[
https://issues.apache.org/jira/browse/PDFBOX-139?page=com.atlassian.jira.plugin.system.issuetabpanels:all-tabpanel
]
Andreas Lehmkühler closed PDFBOX-139.
-------------------------------------
Resolution: Fixed
Assignee: Andreas Lehmkühler
The CMap-Parser was improved a long time ago and now all mentioned operators
are supported.
Set to closed.
> The CMapParser does not recognize essential cmap operators
> ----------------------------------------------------------
>
> Key: PDFBOX-139
> URL: https://issues.apache.org/jira/browse/PDFBOX-139
> Project: PDFBox
> Issue Type: Bug
> Components: Parsing
> Assignee: Andreas Lehmkühler
>
> [imported from SourceForge]
> http://sourceforge.net/tracker/index.php?group_id=78314&atid=552832&aid=1438028
> Originally submitted by vdimchev on 2006-02-24 03:48.

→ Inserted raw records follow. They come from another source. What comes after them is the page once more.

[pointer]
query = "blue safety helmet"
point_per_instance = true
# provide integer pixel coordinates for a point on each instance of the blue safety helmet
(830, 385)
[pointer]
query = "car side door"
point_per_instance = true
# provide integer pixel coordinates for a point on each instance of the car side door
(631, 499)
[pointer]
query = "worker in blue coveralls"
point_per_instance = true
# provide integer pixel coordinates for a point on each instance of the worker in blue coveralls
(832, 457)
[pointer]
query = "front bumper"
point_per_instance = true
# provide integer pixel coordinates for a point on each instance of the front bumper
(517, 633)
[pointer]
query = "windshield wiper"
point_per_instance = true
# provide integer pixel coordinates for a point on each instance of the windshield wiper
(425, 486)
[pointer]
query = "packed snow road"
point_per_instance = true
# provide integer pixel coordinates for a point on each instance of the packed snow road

> The bug is directly related to the following bug I
> discovered in the database:
> [ 1208652 ] PDFTextStripper.writeText Exception:Unknown
> encoding for ..
> I'll try to exlain it again here and supply enough
> resources for its fix.
> The problem is that the current implementation of
> CMapParser class supports only the beginbfchar and
> beginbfrange operators.
> This is not enough and causes the invokation to
> PDFTextStripper.writeText() to throw IOException with
> the following message: Unknown encoding for 'Identity-
> V'.
> I also managed to produce the message: "Unknown
> encoding for '90ms-RKSJ-H'.
> The complete stacktrace is:
> java.io.IOException: Unknown encoding for 'Identity-V'
> at org.pdfbox.encoding.EncodingManager.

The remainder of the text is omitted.